Monday, September 19, 2011

Review: Surviving the Zombie Apocalypse

A Look at the History and Influence of Zombies on Popular Culture

Ed. Christopher Wortzenspeigel, 2011

Surviving the Zombie Apocalypse is something of an oddity: a book on zombies composed entirely of articles, links and references taken from Wikipedia, presented almost exactly as they would appear online. This obviously results in a fair amount of repetition of information (as certain articles reference the same sources), which - in a publication of a mere 125 pages - doesn't exactly scream 'value for money'. Additionally, the lack of any major effort to reformat and expand the information for print, in order to more obviously justify republishing free web content in a physical, comparatively expensive format, does beg the question of whether doing so has any real point.

This is not to suggest that online content can't make for a great printed book, as evidenced by the works of David Wellington, Madeleine Roux, and others. However, there's a world of difference between reading a self-contained piece of fiction in book form, even one that has been wholly transposed from the Internet, and reading a piece of non-fiction containing references and links that the reader is incapable of immediately accessing (or, if they own a mobile device of some sort, fully access...which again begs the question of why the book was needed in the first place).

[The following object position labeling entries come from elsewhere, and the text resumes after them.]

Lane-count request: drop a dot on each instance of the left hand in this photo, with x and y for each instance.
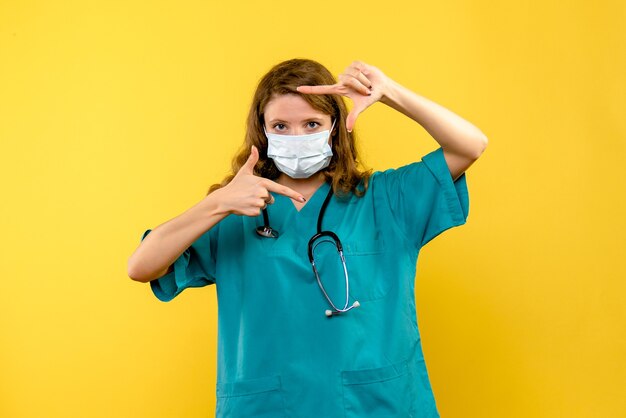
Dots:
(364, 84)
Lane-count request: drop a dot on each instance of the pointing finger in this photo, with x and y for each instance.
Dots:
(284, 190)
(248, 167)
(324, 89)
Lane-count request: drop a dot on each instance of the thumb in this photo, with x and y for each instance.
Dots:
(351, 119)
(248, 167)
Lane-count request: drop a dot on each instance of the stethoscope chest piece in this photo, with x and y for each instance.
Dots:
(267, 231)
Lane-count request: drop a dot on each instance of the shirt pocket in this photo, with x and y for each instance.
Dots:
(369, 279)
(382, 392)
(252, 398)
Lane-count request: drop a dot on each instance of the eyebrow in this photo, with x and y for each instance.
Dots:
(305, 120)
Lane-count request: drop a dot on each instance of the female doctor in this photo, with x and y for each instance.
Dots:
(314, 260)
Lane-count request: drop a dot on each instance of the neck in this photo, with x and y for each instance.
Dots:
(306, 187)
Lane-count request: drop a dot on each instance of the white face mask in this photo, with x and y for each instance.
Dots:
(300, 156)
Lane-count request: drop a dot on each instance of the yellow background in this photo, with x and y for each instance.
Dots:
(116, 116)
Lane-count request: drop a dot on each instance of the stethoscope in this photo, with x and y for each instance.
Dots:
(268, 232)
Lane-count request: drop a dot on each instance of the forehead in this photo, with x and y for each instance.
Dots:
(286, 106)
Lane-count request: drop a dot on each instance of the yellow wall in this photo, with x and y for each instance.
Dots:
(115, 116)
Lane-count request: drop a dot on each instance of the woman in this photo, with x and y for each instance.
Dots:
(305, 330)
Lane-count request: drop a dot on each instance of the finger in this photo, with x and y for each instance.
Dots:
(323, 89)
(358, 73)
(284, 190)
(351, 119)
(248, 167)
(364, 80)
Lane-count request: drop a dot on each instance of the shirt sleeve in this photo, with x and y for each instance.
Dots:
(194, 268)
(423, 198)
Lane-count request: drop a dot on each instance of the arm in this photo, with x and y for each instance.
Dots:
(159, 249)
(246, 194)
(364, 84)
(462, 142)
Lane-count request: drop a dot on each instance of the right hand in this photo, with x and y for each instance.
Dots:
(247, 194)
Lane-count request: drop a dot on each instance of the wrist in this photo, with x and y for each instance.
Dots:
(390, 93)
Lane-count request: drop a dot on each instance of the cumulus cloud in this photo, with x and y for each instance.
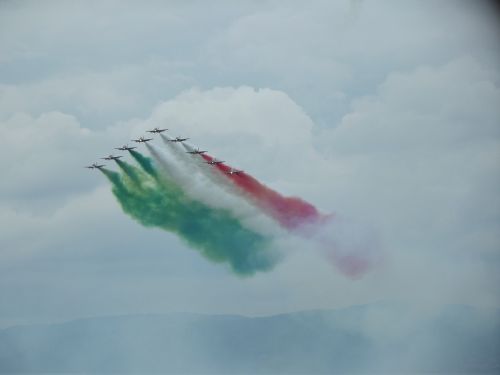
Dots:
(390, 120)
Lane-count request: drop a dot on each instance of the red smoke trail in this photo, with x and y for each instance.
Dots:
(303, 218)
(290, 212)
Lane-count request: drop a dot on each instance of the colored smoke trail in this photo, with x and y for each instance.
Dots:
(155, 201)
(327, 232)
(200, 182)
(290, 212)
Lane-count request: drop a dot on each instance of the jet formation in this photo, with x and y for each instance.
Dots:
(157, 130)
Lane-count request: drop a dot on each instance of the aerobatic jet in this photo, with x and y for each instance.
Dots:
(156, 130)
(112, 157)
(95, 166)
(178, 139)
(234, 171)
(142, 140)
(215, 162)
(125, 148)
(196, 152)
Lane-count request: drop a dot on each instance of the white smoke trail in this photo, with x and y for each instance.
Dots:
(187, 173)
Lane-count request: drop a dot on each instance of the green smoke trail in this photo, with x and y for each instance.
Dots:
(156, 201)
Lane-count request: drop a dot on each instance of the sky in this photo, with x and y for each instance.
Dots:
(384, 113)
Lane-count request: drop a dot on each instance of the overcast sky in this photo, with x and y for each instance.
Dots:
(386, 113)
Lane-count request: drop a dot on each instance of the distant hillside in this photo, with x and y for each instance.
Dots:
(358, 339)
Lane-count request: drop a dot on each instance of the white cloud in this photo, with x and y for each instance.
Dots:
(409, 93)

At the end of the day, Surviving the Zombie Apocalypse certainly contains some intelligent and fascinating information...but ultimately there seems little point in purchasing what amounts to a hard-copy printout of a bunch of Wikipedia articles. I'd suggest that even the publishers are aware of this shortcoming, as the back-cover blurb fails to mention zombies at all, instead waxing lyrical over the 'convenience and utility' of a 'real book' that 'utilizes the unique characteristics of the Internet - relying on web infrastructure and collaborative tools to share and use resources in keeping with the characteristics of the medium'.

Hmm...

1 comment:

Anonymous said...

If you search Amazon for "Christopher Wortzenspeigel", the supposed "author" of this book, you'll find he appears as the "author" of an ever increasing number of Wikipedia article books. Presumably, someone has developed an automated system for downloading and reformatting Wikipedia articles into print-on-demand books and is flooding book seller websites with them as fast as they can think of titles. Essentially they've invented a new form of spam designed to trick people who are searching for real books into buying printed wikipedia articles.